Quand je suis arrivé à Troyes, c’est mon coach Jean-Marc Furlan qui a vu que j’avais des dispositions pour jouer latéral. Je l’ai d’abord fait pour dépanner, puis je suis resté à ce poste. En L2, à son retour, il m’a fait jouer en 6. Il sait que j’aime les duels et que je suis doué dans la passe. C’est là que se gagnent les matchs, et c’est là que je préfère évoluer.

Votre équipe a longtemps encaissé beaucoup de buts dans les dernières minutes, cela ne risque-t-il pas de vous plomber?

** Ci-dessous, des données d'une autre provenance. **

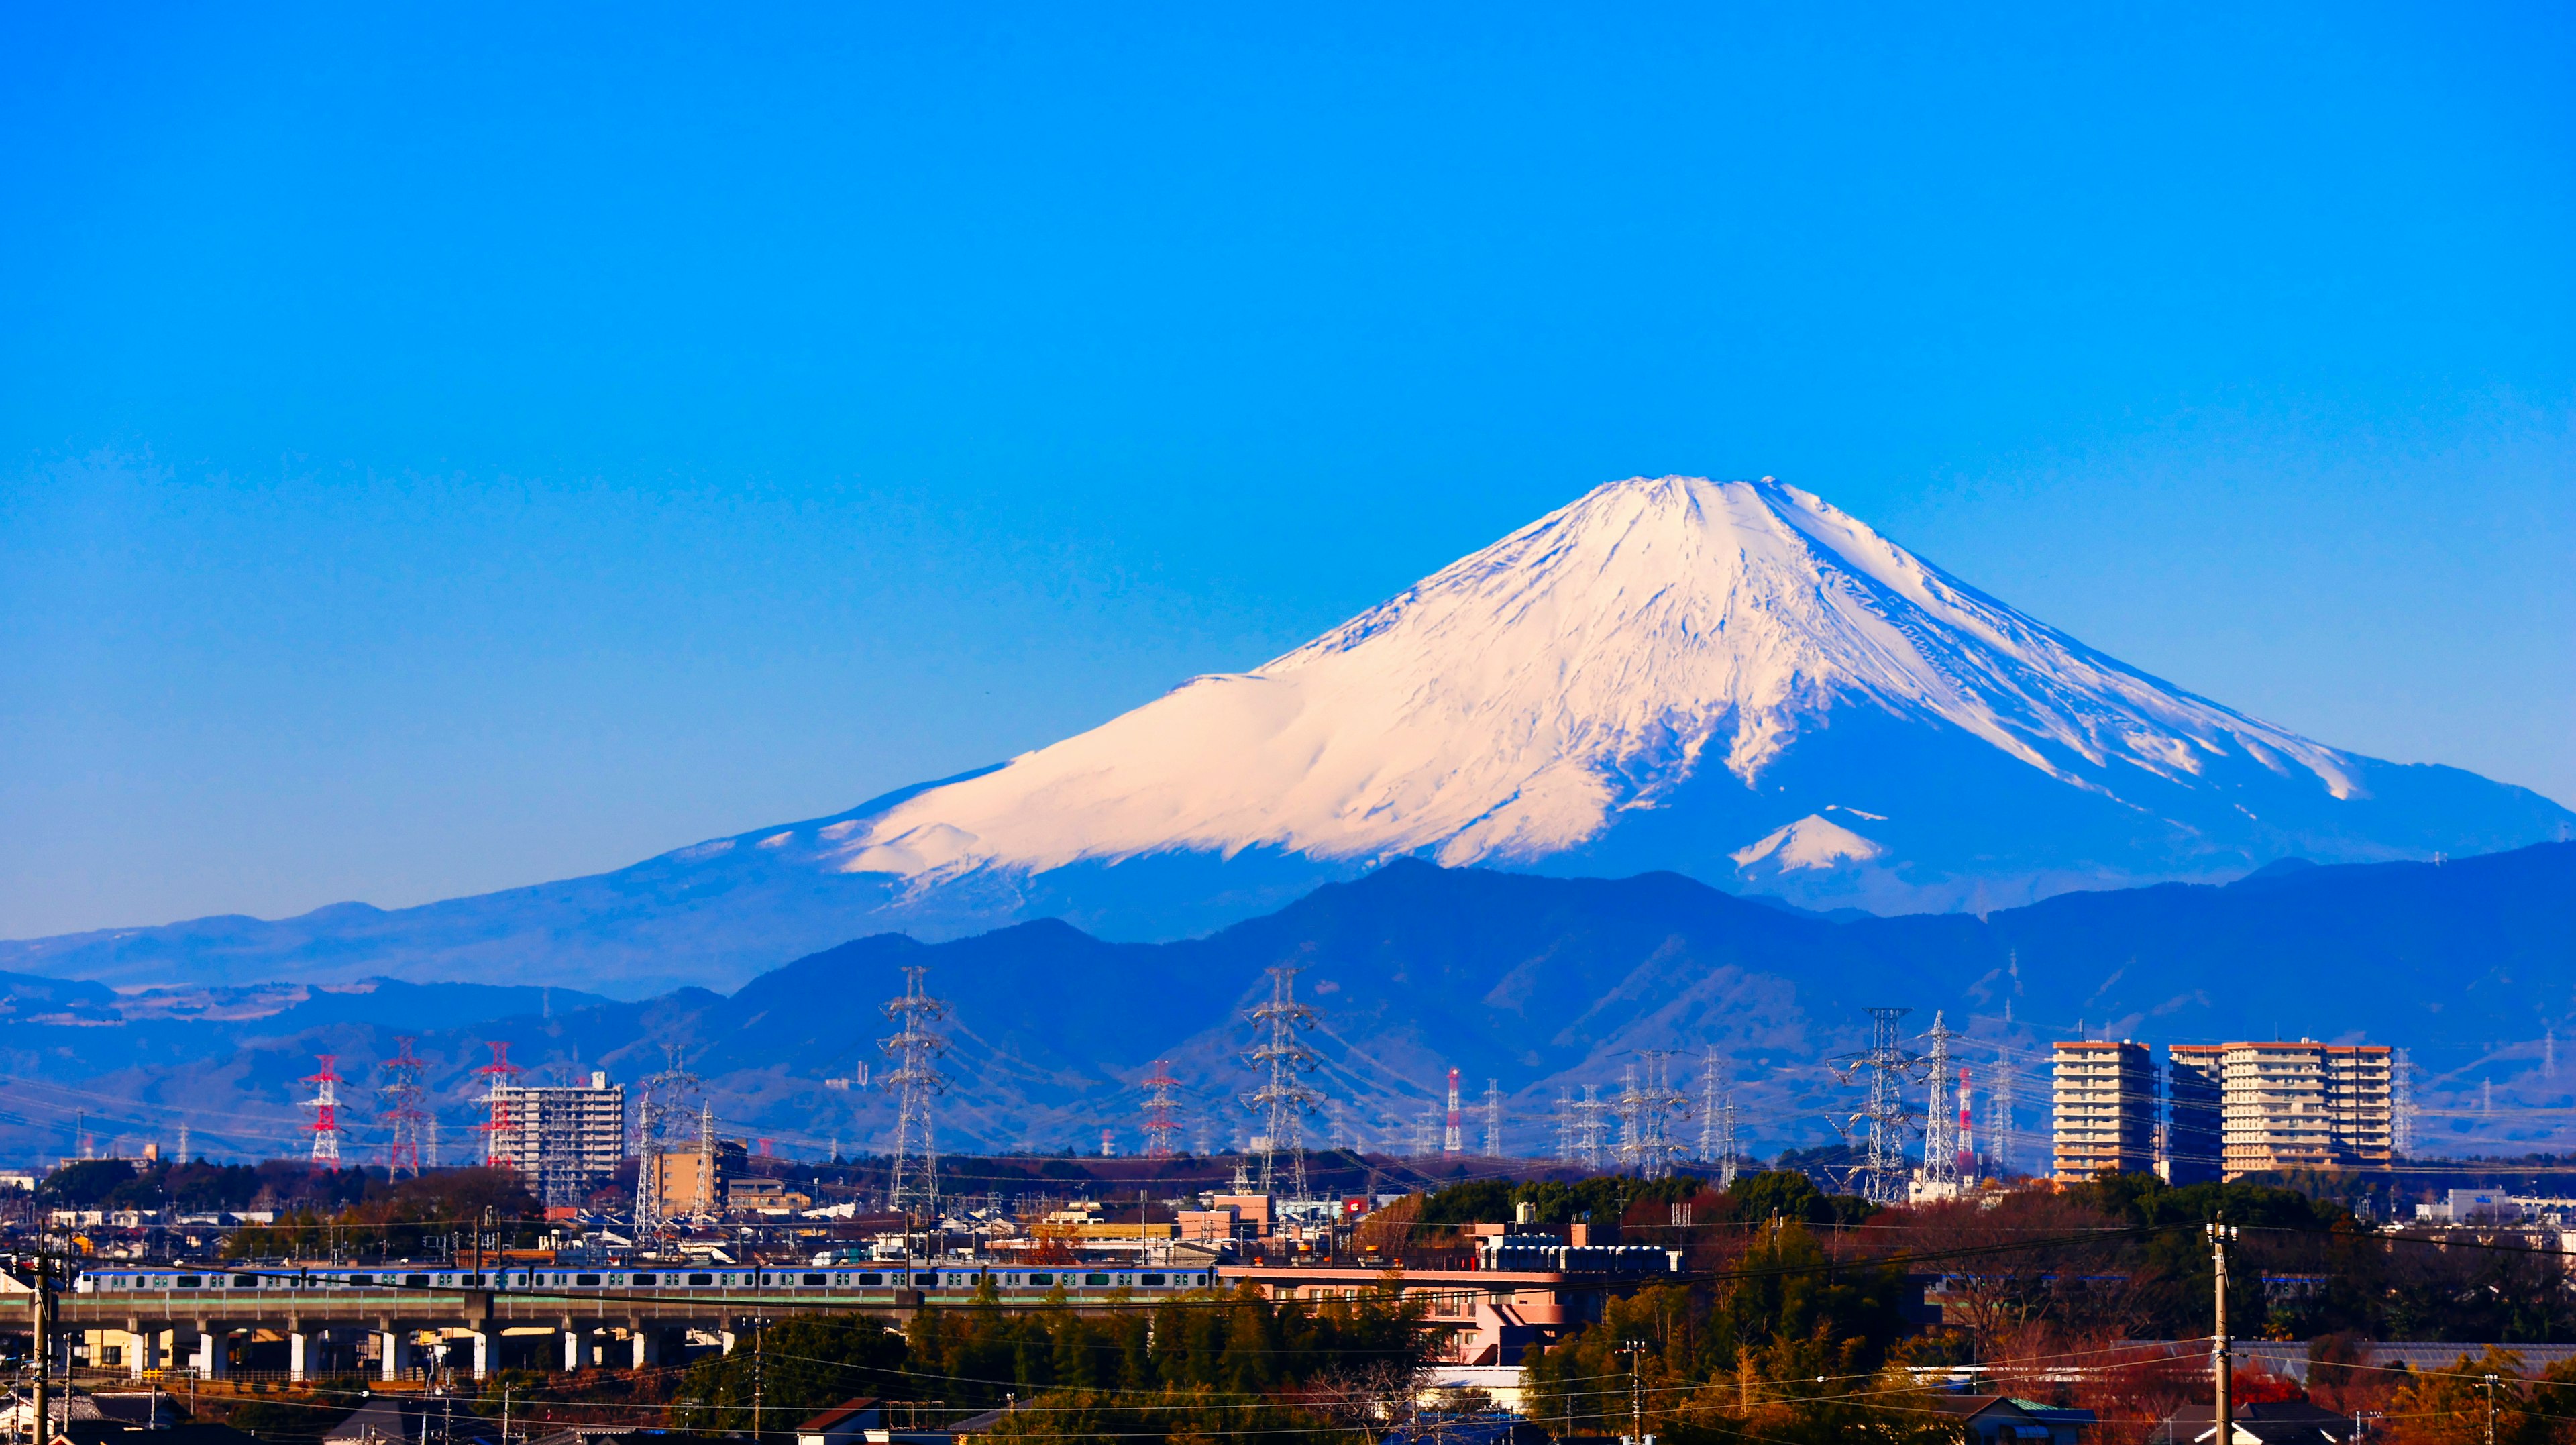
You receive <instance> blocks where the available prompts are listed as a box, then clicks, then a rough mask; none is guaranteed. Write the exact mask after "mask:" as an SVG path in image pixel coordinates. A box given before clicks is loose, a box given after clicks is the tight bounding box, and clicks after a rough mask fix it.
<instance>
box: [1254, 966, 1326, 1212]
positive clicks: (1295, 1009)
mask: <svg viewBox="0 0 2576 1445" xmlns="http://www.w3.org/2000/svg"><path fill="white" fill-rule="evenodd" d="M1267 974H1270V1002H1265V1005H1260V1007H1255V1010H1252V1012H1249V1015H1247V1017H1249V1020H1252V1028H1255V1035H1257V1043H1255V1046H1252V1048H1249V1051H1244V1064H1252V1066H1255V1069H1260V1072H1262V1087H1257V1090H1252V1092H1249V1095H1244V1108H1249V1110H1252V1113H1257V1115H1260V1118H1262V1133H1257V1136H1255V1138H1252V1151H1255V1154H1260V1157H1262V1172H1260V1193H1265V1195H1267V1193H1275V1187H1278V1157H1280V1154H1288V1198H1306V1113H1309V1110H1311V1108H1314V1105H1319V1102H1321V1100H1324V1095H1319V1092H1314V1090H1309V1087H1306V1082H1303V1074H1311V1072H1314V1051H1311V1048H1306V1041H1303V1038H1301V1033H1303V1030H1309V1028H1314V1010H1311V1007H1306V1005H1301V1002H1296V976H1298V968H1296V966H1293V963H1278V966H1273V968H1267Z"/></svg>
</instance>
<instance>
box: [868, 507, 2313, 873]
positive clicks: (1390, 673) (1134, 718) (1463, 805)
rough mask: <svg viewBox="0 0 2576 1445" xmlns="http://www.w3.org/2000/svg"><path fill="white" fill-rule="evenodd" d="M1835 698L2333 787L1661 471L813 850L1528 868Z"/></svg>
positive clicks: (2077, 653)
mask: <svg viewBox="0 0 2576 1445" xmlns="http://www.w3.org/2000/svg"><path fill="white" fill-rule="evenodd" d="M1837 708H1875V711H1880V713H1888V716H1896V719H1909V721H1927V724H1947V726H1950V729H1958V732H1963V734H1968V737H1973V739H1976V742H1981V744H1984V747H1989V750H1994V752H1999V755H2004V757H2009V760H2014V762H2020V765H2022V768H2030V770H2032V773H2038V775H2045V778H2050V780H2056V783H2061V786H2066V788H2079V791H2089V793H2097V796H2102V798H2107V801H2120V804H2128V801H2133V798H2130V793H2136V788H2138V786H2143V783H2182V786H2192V783H2195V780H2202V778H2205V775H2210V770H2213V765H2221V762H2231V760H2233V762H2251V765H2254V768H2262V770H2267V773H2272V775H2277V778H2285V780H2298V783H2303V786H2313V788H2321V791H2324V793H2326V796H2331V798H2349V796H2352V793H2354V791H2357V783H2354V775H2357V762H2354V760H2352V757H2347V755H2342V752H2334V750H2331V747H2321V744H2316V742H2308V739H2303V737H2295V734H2290V732H2282V729H2277V726H2269V724H2259V721H2254V719H2246V716H2241V713H2233V711H2228V708H2223V706H2218V703H2210V701H2202V698H2195V695H2190V693H2182V690H2177V688H2172V685H2166V683H2159V680H2156V677H2148V675H2143V672H2138V670H2133V667H2125V665H2120V662H2115V659H2110V657H2105V654H2099V652H2094V649H2089V647H2084V644H2079V641H2074V639H2069V636H2066V634H2058V631H2056V628H2048V626H2043V623H2038V621H2032V618H2027V616H2022V613H2017V610H2012V608H2007V605H2002V603H1996V600H1991V598H1986V595H1981V592H1976V590H1973V587H1965V585H1960V582H1958V580H1953V577H1947V574H1942V572H1940V569H1935V567H1927V564H1924V562H1919V559H1917V556H1911V554H1906V551H1904V549H1899V546H1896V543H1891V541H1886V538H1883V536H1878V533H1875V531H1870V528H1868V525H1862V523H1860V520H1855V518H1850V515H1847V513H1839V510H1834V507H1832V505H1826V502H1821V500H1819V497H1814V495H1808V492H1801V489H1795V487H1783V484H1777V482H1772V479H1762V482H1705V479H1695V477H1662V479H1631V482H1613V484H1607V487H1600V489H1595V492H1592V495H1587V497H1582V500H1579V502H1574V505H1569V507H1561V510H1556V513H1551V515H1546V518H1540V520H1535V523H1530V525H1525V528H1520V531H1517V533H1512V536H1507V538H1502V541H1497V543H1494V546H1489V549H1484V551H1479V554H1473V556H1466V559H1461V562H1455V564H1450V567H1445V569H1440V572H1437V574H1432V577H1427V580H1425V582H1419V585H1417V587H1412V590H1409V592H1404V595H1401V598H1396V600H1391V603H1386V605H1378V608H1373V610H1368V613H1363V616H1358V618H1352V621H1350V623H1345V626H1340V628H1334V631H1329V634H1324V636H1319V639H1314V641H1309V644H1306V647H1298V649H1296V652H1291V654H1285V657H1278V659H1275V662H1267V665H1262V667H1257V670H1252V672H1239V675H1216V677H1198V680H1193V683H1188V685H1182V688H1177V690H1172V693H1170V695H1164V698H1159V701H1154V703H1146V706H1141V708H1136V711H1131V713H1126V716H1121V719H1115V721H1110V724H1103V726H1097V729H1092V732H1087V734H1079V737H1072V739H1066V742H1059V744H1054V747H1046V750H1038V752H1030V755H1025V757H1015V760H1012V762H1010V765H1007V768H999V770H994V773H987V775H981V778H974V780H966V783H953V786H945V788H933V791H927V793H920V796H917V798H912V801H907V804H902V806H896V809H891V811H886V814H884V817H878V819H873V822H868V824H863V827H850V832H848V837H845V847H842V853H840V858H837V863H840V865H842V868H848V871H855V873H896V876H904V878H914V881H925V883H935V881H943V878H953V876H961V873H969V871H976V868H1005V871H1025V873H1043V871H1051V868H1064V865H1069V863H1079V860H1123V858H1136V855H1146V853H1164V850H1208V853H1221V855H1231V853H1239V850H1244V847H1278V850H1288V853H1303V855H1314V858H1360V860H1368V858H1391V855H1406V853H1427V855H1432V858H1437V860H1440V863H1450V865H1461V863H1535V860H1543V858H1553V855H1561V853H1569V850H1577V847H1584V845H1589V842H1595V840H1600V837H1602V835H1605V832H1607V829H1610V827H1613V822H1618V817H1620V814H1623V811H1633V809H1656V806H1664V804H1669V801H1672V796H1674V791H1677V788H1680V786H1682V783H1685V780H1690V778H1695V775H1700V773H1708V770H1723V773H1728V775H1734V778H1736V780H1739V783H1741V786H1744V788H1759V783H1762V778H1765V773H1767V770H1772V765H1775V762H1777V760H1780V757H1783V752H1785V750H1790V747H1793V744H1795V742H1798V739H1801V737H1806V734H1811V732H1816V729H1821V726H1826V724H1829V716H1832V713H1834V711H1837ZM1816 822H1819V824H1821V822H1824V819H1816ZM1829 827H1832V824H1829ZM1808 832H1814V829H1808ZM1736 842H1747V845H1749V842H1754V840H1736ZM1839 855H1842V858H1870V855H1875V845H1868V842H1850V845H1842V847H1839ZM1798 858H1808V855H1806V853H1801V855H1798Z"/></svg>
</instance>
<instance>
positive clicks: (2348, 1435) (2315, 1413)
mask: <svg viewBox="0 0 2576 1445" xmlns="http://www.w3.org/2000/svg"><path fill="white" fill-rule="evenodd" d="M2228 1414H2231V1417H2233V1424H2236V1430H2233V1432H2231V1435H2228V1445H2329V1442H2334V1445H2349V1442H2352V1424H2354V1422H2352V1417H2349V1414H2334V1412H2331V1409H2324V1406H2316V1404H2308V1401H2303V1399H2282V1401H2259V1404H2239V1406H2236V1409H2231V1412H2228ZM2215 1440H2218V1409H2215V1406H2208V1404H2187V1406H2182V1409H2177V1412H2174V1414H2169V1417H2164V1424H2159V1427H2156V1432H2154V1435H2148V1445H2215Z"/></svg>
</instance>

Il y a de quoi avoir des regrets, mais je le répète, c’est encore jouable pour le maintien. On ne va pas lâcher. Je pense que cela va se jouer dans les quatre dernières journées.

Une dernière question, pour finir à propos des Fauves. Quel est le rêve ultime d’Eloge avec l’équipe nationale?
Sur le court terme, j’espère jouer au moins une fois la CAN, c’est plus accessible. Mais mon rêve ultime, ce serait de jouer la Coupe du monde avec la Centrafrique. Mon rêve après le foot c’est d’être entraîneur, alors si je pouvais jouer la Coupe du monde avec la Centrafrique en tant que coach, ce serait parfait ! Voilà mon rêve ultime!